How masscan works
Masscan is a fast port scanner capable of scanning the entire IPv4 internet in under five minutes. To achieve maximum speed, it requires a stable 10 Gigabit link and a custom network driver for Linux. In comparison, it can take weeks or even months for the naive implementation of port scanners. This article describes key features behind the internal design of masscan.
What is port scanning?
Port scanning is a method to determine which ports on a specified list of IPs are open and accept connections. People use it to find web servers, proxy servers, databases, and other internet services for security research. Usually, port scanners target the TCP/IP protocol. Although, UDP port scanning is also possible. This article will only focus on the TCP/IP (IPv4) running under the Linux platform since only the Linux version can handle more than two million packets per second.
TCP/IP and port scanning
Fast port scanners are capable of making millions of connections per second. Unfortunately, the TCP/IP was not designed to handle such an amount of connections (sessions) from a single device in the first place.
The TCP protocol is stateful, and the OS needs to keep the state of each session. Usually, a regular Linux machine can't handle more than 300 000 simultaneous connections, and you need to tweak some kernel parameters to achieve better throughput. This limit differs for each setup. Also, Maintaining hundreds of thousands of requests requires a lot of RAM (for buffers) and CPU. On Linux, the TCP/IP stack runs inside the kernel space, and each request to it from the user space requires relatively expensive syscalls that trigger CPU interrupts and data buffering.
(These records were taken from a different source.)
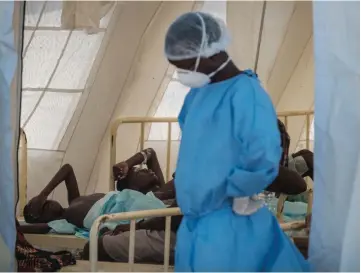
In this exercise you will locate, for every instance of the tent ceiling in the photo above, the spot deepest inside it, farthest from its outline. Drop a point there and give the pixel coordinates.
(75, 83)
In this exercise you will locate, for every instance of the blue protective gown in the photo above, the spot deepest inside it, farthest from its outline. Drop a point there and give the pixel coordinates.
(230, 147)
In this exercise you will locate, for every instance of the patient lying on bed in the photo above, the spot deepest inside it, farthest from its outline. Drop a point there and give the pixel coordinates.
(40, 211)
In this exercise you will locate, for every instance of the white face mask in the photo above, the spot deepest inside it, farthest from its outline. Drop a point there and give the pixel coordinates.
(195, 79)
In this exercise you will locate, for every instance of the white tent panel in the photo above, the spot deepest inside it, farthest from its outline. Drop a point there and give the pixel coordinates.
(76, 83)
(277, 17)
(9, 99)
(32, 11)
(51, 16)
(78, 58)
(29, 101)
(50, 120)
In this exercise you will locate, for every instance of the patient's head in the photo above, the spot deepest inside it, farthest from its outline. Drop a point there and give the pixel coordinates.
(42, 212)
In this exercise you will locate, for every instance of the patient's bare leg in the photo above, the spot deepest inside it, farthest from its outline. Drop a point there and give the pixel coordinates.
(308, 157)
(66, 173)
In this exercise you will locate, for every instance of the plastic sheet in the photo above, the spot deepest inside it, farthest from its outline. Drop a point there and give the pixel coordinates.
(335, 236)
(8, 63)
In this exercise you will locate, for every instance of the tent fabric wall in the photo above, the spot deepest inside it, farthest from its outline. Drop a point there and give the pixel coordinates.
(335, 230)
(76, 83)
(10, 22)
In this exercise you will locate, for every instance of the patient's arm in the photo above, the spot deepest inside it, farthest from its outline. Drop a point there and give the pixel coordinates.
(287, 182)
(308, 157)
(34, 229)
(153, 164)
(156, 223)
(167, 191)
(66, 173)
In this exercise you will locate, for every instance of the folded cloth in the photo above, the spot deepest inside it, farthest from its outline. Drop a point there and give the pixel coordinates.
(112, 202)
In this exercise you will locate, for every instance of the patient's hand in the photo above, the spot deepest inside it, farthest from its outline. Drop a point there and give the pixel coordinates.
(35, 204)
(120, 170)
(121, 228)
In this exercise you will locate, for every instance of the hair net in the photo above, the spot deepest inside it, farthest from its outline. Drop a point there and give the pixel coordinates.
(195, 34)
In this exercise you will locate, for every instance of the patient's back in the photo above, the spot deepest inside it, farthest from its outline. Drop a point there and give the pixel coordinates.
(80, 207)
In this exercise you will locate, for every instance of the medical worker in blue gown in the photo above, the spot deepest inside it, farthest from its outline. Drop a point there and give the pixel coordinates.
(229, 152)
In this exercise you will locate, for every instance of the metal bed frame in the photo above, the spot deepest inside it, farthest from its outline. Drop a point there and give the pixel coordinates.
(169, 212)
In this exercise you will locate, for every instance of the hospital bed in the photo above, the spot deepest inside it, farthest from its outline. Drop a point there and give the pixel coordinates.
(70, 241)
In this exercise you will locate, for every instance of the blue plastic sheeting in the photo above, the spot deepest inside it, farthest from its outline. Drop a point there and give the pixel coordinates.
(335, 231)
(8, 62)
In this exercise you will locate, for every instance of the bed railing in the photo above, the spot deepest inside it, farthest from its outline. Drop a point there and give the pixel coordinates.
(142, 121)
(23, 171)
(133, 216)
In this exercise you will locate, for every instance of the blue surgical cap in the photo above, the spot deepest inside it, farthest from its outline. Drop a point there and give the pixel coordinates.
(195, 34)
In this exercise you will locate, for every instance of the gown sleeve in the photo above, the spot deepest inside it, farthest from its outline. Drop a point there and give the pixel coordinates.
(256, 132)
(183, 113)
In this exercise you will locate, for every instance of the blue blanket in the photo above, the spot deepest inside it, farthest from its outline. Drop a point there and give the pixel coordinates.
(112, 202)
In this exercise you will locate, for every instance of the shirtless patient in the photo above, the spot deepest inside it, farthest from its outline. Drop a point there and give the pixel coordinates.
(40, 211)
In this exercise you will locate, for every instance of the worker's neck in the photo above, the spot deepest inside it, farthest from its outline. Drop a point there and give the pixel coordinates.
(230, 71)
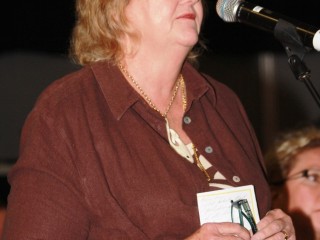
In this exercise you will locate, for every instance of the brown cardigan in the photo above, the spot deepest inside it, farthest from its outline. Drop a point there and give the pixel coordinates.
(95, 162)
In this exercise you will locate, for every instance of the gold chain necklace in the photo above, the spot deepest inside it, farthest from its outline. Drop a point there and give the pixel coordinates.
(180, 81)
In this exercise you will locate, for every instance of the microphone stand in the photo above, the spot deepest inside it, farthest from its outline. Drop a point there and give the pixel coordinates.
(286, 33)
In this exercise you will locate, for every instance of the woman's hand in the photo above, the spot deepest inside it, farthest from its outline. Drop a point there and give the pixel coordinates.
(275, 225)
(215, 231)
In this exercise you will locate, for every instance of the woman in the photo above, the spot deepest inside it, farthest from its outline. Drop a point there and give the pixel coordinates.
(119, 149)
(294, 168)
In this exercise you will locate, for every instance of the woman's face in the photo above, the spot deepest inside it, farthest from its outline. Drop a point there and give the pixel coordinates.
(303, 194)
(166, 23)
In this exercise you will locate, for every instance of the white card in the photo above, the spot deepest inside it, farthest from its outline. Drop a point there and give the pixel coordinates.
(215, 206)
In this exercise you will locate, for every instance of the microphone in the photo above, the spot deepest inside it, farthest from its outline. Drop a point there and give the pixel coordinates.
(264, 19)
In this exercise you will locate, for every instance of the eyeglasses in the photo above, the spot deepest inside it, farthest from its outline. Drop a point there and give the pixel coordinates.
(244, 210)
(311, 175)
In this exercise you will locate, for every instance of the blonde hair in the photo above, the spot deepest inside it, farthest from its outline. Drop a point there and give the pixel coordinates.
(282, 155)
(100, 27)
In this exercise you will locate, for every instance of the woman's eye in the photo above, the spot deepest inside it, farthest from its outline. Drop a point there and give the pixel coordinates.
(313, 178)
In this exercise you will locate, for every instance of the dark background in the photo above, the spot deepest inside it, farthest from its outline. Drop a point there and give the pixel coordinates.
(44, 27)
(41, 25)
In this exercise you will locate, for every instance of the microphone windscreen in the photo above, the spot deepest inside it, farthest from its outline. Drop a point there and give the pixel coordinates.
(227, 9)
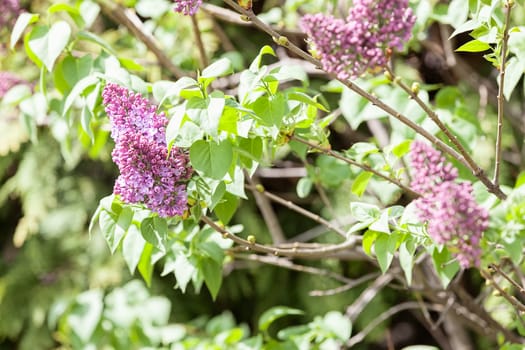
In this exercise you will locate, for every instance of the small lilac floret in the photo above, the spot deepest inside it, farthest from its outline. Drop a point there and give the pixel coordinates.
(9, 11)
(187, 7)
(348, 48)
(454, 218)
(148, 174)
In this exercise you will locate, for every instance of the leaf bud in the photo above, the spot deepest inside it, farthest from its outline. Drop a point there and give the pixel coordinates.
(415, 87)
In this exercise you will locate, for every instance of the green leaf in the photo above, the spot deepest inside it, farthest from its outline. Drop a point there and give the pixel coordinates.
(364, 211)
(446, 268)
(72, 11)
(145, 265)
(304, 186)
(132, 247)
(513, 73)
(226, 207)
(338, 324)
(218, 68)
(270, 110)
(120, 228)
(256, 64)
(360, 183)
(89, 36)
(150, 232)
(79, 89)
(302, 97)
(48, 43)
(21, 24)
(107, 223)
(473, 46)
(164, 89)
(406, 259)
(274, 313)
(384, 248)
(212, 159)
(402, 148)
(184, 271)
(212, 273)
(86, 313)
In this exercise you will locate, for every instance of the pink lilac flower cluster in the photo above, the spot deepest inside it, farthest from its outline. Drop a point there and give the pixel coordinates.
(348, 48)
(187, 7)
(7, 81)
(148, 173)
(454, 218)
(9, 11)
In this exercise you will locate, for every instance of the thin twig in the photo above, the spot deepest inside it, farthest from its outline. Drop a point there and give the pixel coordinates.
(274, 227)
(287, 264)
(283, 41)
(359, 337)
(349, 285)
(130, 20)
(368, 294)
(500, 91)
(508, 278)
(336, 155)
(198, 39)
(510, 298)
(469, 162)
(298, 209)
(321, 252)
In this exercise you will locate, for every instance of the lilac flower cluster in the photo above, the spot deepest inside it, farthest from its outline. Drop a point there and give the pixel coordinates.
(7, 81)
(454, 218)
(187, 7)
(9, 11)
(347, 48)
(148, 174)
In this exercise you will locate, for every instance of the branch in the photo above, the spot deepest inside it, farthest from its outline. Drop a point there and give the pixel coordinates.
(320, 252)
(499, 135)
(298, 209)
(198, 39)
(349, 285)
(336, 155)
(287, 264)
(469, 162)
(359, 337)
(283, 41)
(266, 210)
(130, 20)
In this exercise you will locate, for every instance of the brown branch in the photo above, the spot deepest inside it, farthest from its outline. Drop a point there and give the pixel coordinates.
(336, 155)
(468, 161)
(266, 210)
(283, 41)
(198, 39)
(500, 97)
(129, 19)
(300, 210)
(409, 305)
(287, 264)
(321, 252)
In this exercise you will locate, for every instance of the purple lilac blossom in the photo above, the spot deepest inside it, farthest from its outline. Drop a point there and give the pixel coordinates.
(454, 218)
(7, 81)
(9, 11)
(187, 7)
(148, 174)
(348, 48)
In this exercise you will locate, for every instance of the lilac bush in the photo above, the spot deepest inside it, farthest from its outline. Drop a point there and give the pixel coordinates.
(348, 48)
(454, 218)
(149, 174)
(187, 7)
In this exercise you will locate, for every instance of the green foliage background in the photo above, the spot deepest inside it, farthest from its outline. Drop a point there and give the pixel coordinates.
(60, 286)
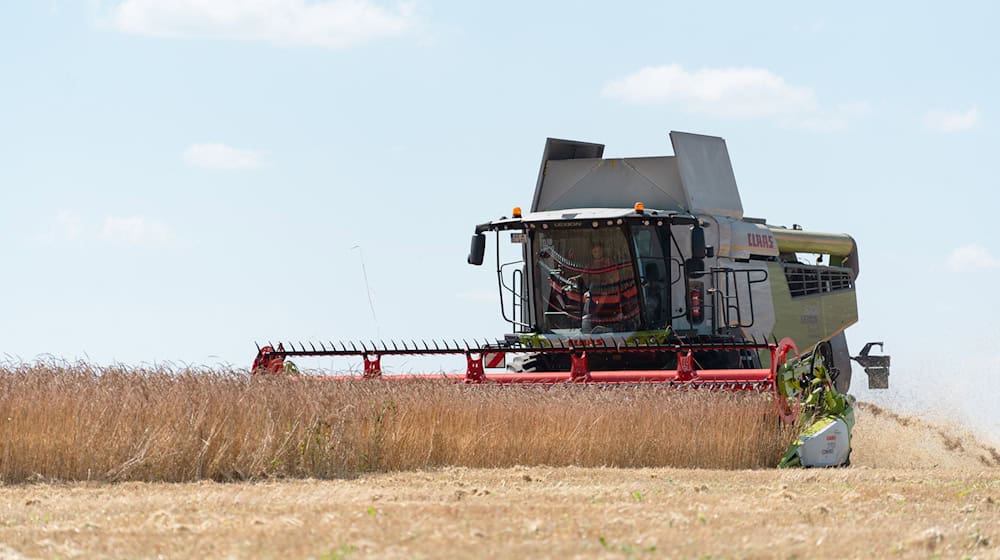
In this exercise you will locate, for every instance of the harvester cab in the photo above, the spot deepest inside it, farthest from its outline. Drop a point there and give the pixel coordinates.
(658, 248)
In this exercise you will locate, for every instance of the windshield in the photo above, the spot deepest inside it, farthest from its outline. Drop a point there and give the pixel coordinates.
(586, 281)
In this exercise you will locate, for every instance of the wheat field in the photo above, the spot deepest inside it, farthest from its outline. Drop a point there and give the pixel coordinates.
(77, 422)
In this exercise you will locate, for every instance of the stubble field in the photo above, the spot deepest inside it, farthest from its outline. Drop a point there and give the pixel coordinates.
(915, 490)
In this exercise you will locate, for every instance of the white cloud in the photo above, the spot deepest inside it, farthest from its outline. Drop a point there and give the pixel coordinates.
(732, 93)
(971, 257)
(221, 156)
(952, 121)
(135, 231)
(331, 24)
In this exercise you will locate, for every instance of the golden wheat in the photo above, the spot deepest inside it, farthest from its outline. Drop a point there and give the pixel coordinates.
(80, 422)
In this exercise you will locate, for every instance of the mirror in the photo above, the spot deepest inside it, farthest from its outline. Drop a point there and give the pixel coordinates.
(477, 250)
(697, 242)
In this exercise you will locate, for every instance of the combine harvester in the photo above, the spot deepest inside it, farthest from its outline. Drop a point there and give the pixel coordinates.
(645, 271)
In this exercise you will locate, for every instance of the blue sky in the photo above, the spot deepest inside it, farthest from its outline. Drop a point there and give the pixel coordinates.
(181, 178)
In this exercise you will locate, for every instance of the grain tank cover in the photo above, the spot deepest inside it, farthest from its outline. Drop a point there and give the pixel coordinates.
(698, 178)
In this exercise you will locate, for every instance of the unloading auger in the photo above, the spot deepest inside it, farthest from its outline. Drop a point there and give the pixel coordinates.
(644, 271)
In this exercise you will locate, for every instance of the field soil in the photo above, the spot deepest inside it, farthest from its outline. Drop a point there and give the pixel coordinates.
(915, 490)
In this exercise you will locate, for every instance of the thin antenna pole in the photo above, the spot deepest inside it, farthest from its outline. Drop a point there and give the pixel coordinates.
(371, 303)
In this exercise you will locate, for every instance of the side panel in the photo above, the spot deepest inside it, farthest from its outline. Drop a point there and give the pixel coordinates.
(809, 319)
(610, 183)
(707, 174)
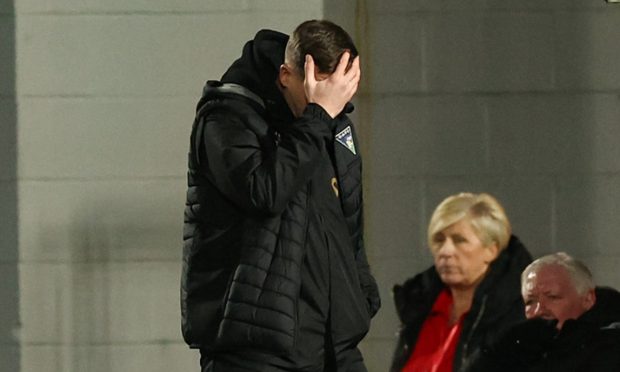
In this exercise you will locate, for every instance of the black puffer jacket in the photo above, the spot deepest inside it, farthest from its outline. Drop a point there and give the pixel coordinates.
(251, 187)
(497, 305)
(590, 343)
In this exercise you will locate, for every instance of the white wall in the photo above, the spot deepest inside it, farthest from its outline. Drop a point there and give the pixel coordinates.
(106, 94)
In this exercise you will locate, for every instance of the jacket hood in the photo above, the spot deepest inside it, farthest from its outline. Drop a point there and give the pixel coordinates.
(257, 70)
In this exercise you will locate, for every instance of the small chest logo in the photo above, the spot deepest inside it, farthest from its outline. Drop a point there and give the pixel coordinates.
(335, 186)
(345, 137)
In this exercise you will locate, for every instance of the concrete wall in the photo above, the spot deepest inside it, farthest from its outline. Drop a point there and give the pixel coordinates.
(106, 92)
(520, 99)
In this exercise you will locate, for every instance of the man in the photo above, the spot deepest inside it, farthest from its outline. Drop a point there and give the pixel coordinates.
(572, 325)
(275, 276)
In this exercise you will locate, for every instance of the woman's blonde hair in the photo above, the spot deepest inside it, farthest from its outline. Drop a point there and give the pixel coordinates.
(486, 216)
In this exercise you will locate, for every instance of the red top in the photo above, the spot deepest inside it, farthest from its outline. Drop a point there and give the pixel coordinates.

Instead of relying on TCP/IP implementation from the operating system, masscan implements its own TPC/IP stack designed for port scanning. It runs in the user space and uses as few syscalls as possible. It is possible because of raw sockets. When you use raw sockets, the operating system skips many internal checks. For incoming packets, raw sockets capture all the incoming traffic on the system and act as a packet sniffer. That's acceptable because the receive rate is much smaller than transmit. A lot of endpoints do not answer back.
Internally, masscan uses libpcap, which also uses raw sockets to send and receive packets but with extra optimizations (e.g., PACKET_MMAP) and provides a portable interface.
When working with raw sockets, we need to generate Ethernet frames directly. This is because the TCP and IP stacks run on top of the other network layers (three layers above in the OSI model. In a nutshell, Ethernet frames carry TCP/IP packets to the router, and each frame encapsulates IP packets, and IP packets encapsulate TCP packets in turn.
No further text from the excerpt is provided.